As Marsh put it, diversification really is one of the few free lunches in finance. But with inflation and rising yields, that lunch is going to start commanding a price. This explains the worries about the future of "60/40" balanced portfolios of stocks and bonds. A further concern is that bond declines have shown a historical tendency to drag on far longer than equity slumps. The following chart ranks countries by length of time investors have had to go from one record high before getting back to that point. It's chilling to see that bond investors in countries like the U.K. and the Netherlands have suffered drawdowns that lasted more than 80 years. Inflation can make the work of saving for retirement vastly more difficult:

A further alarming finding amplifies the concerns over intergenerational injustice. This doesn't just spring from the housing market. Generation X (mine) has been able to make 5.9% annualized real returns from equities and bonds — not as much as our parents, and surprisingly not so much more than millennials have made, thanks to the problems of the 1970s, but still adequate.
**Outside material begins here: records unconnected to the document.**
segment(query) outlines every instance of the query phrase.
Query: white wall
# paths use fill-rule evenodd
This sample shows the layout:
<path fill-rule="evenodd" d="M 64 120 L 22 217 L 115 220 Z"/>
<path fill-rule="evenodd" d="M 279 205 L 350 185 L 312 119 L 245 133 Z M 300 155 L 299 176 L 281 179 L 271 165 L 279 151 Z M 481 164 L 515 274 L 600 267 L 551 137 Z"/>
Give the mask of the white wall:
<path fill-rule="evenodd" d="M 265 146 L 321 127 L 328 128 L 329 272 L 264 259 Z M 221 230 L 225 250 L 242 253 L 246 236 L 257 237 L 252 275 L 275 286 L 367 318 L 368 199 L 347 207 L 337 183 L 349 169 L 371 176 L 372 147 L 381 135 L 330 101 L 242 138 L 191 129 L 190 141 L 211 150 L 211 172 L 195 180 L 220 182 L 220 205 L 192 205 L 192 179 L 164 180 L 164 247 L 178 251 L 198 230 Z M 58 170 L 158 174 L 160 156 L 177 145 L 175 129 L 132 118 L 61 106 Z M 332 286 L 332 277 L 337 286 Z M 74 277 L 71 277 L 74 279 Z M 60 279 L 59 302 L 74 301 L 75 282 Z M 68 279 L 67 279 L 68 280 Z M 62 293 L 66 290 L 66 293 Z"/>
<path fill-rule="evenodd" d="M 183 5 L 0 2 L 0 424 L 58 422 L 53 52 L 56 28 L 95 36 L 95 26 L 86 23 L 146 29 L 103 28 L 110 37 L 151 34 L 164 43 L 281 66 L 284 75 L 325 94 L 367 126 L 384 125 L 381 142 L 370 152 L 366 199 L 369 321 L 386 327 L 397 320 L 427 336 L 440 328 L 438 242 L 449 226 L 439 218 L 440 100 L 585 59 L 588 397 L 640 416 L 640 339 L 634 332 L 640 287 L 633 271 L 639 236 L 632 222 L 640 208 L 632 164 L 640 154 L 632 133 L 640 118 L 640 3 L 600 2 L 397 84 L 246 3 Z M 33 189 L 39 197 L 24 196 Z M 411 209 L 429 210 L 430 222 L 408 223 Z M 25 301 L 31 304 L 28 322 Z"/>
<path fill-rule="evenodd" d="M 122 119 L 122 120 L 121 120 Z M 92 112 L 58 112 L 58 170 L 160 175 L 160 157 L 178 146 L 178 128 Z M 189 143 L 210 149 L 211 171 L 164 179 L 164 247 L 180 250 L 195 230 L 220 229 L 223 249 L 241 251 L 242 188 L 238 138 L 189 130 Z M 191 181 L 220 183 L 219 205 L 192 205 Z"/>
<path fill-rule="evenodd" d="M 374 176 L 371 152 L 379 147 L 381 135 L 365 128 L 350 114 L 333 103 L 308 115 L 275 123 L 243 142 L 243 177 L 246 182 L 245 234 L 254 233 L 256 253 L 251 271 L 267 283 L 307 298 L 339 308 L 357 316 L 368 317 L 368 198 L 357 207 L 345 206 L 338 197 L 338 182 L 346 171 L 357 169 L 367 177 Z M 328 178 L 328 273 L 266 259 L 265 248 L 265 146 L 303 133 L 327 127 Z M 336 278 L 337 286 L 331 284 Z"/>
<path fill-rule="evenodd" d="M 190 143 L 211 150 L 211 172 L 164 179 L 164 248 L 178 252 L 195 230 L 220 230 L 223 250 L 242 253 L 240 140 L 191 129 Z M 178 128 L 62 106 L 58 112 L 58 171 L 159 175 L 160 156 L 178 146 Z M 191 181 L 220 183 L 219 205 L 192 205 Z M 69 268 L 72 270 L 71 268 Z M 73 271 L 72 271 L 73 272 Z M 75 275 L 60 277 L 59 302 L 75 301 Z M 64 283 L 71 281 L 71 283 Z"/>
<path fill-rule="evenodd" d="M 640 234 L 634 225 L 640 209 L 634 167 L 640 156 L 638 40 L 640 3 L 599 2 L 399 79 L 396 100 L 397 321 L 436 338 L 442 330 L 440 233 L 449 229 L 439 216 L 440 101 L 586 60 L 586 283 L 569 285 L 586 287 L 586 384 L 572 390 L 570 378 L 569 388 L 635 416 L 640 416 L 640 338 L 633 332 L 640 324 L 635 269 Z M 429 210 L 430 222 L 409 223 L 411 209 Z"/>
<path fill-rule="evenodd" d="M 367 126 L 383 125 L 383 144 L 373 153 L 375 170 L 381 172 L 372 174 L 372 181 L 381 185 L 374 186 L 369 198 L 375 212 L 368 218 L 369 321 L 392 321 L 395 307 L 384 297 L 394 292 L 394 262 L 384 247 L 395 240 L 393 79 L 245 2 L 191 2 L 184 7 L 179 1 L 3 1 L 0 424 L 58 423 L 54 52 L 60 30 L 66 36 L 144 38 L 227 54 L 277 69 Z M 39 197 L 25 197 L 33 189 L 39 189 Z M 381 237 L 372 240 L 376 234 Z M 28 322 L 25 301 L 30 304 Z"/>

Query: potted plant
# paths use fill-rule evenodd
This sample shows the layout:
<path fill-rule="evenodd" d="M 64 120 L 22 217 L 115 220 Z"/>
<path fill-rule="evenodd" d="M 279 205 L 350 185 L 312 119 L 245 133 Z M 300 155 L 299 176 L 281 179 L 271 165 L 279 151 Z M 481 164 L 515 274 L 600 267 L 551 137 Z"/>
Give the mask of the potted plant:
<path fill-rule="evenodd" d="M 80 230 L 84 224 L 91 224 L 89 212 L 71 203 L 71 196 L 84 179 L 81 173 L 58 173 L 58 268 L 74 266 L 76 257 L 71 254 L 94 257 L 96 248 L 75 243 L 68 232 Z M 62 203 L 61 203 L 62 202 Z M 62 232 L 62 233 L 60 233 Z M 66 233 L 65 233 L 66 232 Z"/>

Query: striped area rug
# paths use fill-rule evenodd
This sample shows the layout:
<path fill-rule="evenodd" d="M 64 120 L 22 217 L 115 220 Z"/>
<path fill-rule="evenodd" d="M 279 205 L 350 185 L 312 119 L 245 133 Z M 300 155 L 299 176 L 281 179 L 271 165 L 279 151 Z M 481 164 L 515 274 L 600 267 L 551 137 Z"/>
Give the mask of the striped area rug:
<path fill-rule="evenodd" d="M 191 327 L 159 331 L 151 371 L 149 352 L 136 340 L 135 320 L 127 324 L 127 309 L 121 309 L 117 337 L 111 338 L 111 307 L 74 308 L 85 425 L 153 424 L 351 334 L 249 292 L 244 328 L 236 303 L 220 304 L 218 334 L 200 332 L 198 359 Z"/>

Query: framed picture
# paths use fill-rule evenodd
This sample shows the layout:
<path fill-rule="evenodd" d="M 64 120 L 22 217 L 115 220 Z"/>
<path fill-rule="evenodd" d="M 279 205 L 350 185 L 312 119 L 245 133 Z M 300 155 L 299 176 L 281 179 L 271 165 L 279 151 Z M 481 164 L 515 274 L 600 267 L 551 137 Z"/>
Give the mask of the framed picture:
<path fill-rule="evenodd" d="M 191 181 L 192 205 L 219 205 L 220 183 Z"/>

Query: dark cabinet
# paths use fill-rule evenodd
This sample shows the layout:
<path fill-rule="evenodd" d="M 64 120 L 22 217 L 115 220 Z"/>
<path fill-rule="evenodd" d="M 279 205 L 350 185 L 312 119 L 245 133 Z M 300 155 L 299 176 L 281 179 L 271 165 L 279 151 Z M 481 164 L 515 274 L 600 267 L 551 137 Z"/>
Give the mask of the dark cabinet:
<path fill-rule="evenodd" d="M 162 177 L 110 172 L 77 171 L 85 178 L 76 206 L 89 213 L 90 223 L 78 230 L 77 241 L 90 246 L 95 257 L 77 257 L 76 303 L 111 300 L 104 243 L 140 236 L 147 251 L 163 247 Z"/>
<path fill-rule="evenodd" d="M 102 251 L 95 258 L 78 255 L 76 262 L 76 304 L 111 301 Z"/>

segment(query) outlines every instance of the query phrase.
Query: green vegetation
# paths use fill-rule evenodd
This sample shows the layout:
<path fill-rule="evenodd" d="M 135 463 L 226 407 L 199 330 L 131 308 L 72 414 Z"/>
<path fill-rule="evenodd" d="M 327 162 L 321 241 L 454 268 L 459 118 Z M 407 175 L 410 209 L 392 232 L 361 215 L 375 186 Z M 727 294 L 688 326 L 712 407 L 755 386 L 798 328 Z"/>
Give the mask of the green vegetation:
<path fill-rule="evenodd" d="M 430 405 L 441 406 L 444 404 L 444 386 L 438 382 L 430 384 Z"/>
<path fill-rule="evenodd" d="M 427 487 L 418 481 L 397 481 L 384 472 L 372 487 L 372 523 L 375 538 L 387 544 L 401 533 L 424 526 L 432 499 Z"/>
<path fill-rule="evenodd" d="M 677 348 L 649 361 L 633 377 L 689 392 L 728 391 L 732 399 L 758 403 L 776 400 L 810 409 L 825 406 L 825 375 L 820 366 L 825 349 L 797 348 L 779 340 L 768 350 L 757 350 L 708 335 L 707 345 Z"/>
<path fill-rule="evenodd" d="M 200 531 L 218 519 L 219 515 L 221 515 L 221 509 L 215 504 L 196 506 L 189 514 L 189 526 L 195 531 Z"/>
The Dimson/Marsh/Staunton projections for Generation Z, my children's generation, however, are terrifying:

One final and slightly concerning point concerns volatility. In general, volatility itself is volatile; it will make sharp spikes, terrify everyone rigid for a few days or weeks, and swiftly return to normal. Invariably, volatility has reverted to its mean in less than a year, after each of the market crises of the last 34 years. But while the Covid shock saw a spectacularly quick recovery in the price level, it has seen an unusually slow recovery in terms of volatility. It hasn't yet reverted to its mean, and has risen again this week. It now looks a good bet that this spike will last even longer than the surge of volatility that surrounded the global financial crisis, which is by far the greatest to date. Persistent volatility shows that anxiety remains, even as vaccines spread through the population's veins:

The entire yearbook is immense, and can be mined for all kinds of gems. You can get hold of a summary, which has everything I've included here, from this address

Survival Tips

I now have a long list of great movie sound tracks. Among the more interesting ones are Baby Driver, The Lost Boys, Reality Bites (which gets extra points from me for starting with When You Come Back To Me by overlooked geniuses World Party), Singles, That Summer 1979 (which as the title implies, encapsulates my childhood) and Whatever Happened to Harold Smith. Among particularly famous movies, try Beverly Hills Cop, Easy Rider, American Graffiti, The Graduate (which seems a little bit like cheating but Simon and Garfunkel really were awe-inspiring) and Pulp Fiction (on which the music is fun but the dialogue is something to die for).

The two that seemed to come up the most were Garden State (which has a line-up of relatively unknown but beautiful songs that all create a distinctive mood) and Grosse Point Blank, which features The Beat's ska classic Mirror in the Bathroom.

I'm sure there are more out there, but I hope some of these help you enjoy your weekend.